As the ANC celebrates 100,
there are challenges of transition, of engagement, of delivery,
of relations between party in power and party in the country.
I could be talking of the UK and New Labour.

There is a growing apartheid elsewhere, in Palestine.

There have been many changes since my first official visit
with Bill Speirs, Eddie Reilly and Malcolm Burns in 2001,
during the Second Intifada.
We were challenged by different militia,
as we were escorted throughout the Occupied Lands by PGFTU, our hosts.
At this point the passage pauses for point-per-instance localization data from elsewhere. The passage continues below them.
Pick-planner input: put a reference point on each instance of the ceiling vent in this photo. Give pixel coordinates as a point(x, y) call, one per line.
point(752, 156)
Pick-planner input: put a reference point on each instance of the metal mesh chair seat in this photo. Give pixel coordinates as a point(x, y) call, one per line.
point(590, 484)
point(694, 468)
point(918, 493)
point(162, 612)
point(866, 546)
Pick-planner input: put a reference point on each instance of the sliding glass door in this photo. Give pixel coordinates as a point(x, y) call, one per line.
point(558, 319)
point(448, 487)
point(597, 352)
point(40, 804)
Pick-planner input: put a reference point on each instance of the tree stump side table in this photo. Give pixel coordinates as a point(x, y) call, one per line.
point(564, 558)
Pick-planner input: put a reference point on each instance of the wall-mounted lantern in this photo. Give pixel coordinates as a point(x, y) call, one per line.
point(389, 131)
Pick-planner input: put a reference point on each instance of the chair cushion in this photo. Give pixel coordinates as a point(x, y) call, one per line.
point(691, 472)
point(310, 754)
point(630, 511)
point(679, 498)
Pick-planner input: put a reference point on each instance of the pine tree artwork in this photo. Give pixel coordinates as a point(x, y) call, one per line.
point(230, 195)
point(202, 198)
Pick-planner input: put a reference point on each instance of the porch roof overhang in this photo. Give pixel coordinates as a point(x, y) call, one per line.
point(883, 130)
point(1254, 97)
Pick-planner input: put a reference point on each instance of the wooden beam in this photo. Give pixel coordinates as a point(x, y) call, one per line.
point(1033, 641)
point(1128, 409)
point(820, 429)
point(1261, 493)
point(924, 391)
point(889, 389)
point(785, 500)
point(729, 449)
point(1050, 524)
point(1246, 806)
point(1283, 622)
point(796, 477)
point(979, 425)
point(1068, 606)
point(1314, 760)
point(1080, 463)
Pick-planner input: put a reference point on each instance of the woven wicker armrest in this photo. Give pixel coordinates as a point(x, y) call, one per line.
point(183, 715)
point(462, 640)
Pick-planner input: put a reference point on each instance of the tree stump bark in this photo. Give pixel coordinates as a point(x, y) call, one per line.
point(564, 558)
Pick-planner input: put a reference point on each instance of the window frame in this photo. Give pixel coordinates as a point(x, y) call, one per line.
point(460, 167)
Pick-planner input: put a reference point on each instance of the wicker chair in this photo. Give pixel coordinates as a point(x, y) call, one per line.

On leaving, at the last stop at Jerusalem,
we met members of the British Press Corps,
who challenged us that we had only visited one place met with one people.
Eddie Reilly’s reply still pertains
“We met many Israelis on our travels in Palestine.
They were all armed and wearing uniforms.”

Order may have been restored in many parts
under the control of democratically elected representation of Fatah, democratically elected Hamas, and other political organisations,
but that order is still enforced
by a circle of unlawful Occupation,
and the Apartheid Wall divides communities from their lands and work,
and families are split apart.

Last year we adopted a policy of Boycott, Disinvestment and sanctions.

Last year the Israeli Government continued its offensive
against groups and organisations which criticise government policy,
with the Knesset’s enactment of the Boycott Law.
This law creates tort liability
for any Israeli individual or entity
that calls for an economic, cultural, or academic boycott of Israel, its institutions,
or “an area under its control”.
The passage of the Boycott Law is a red line
that has been crossed regarding the democratic foundation of the State of Israel.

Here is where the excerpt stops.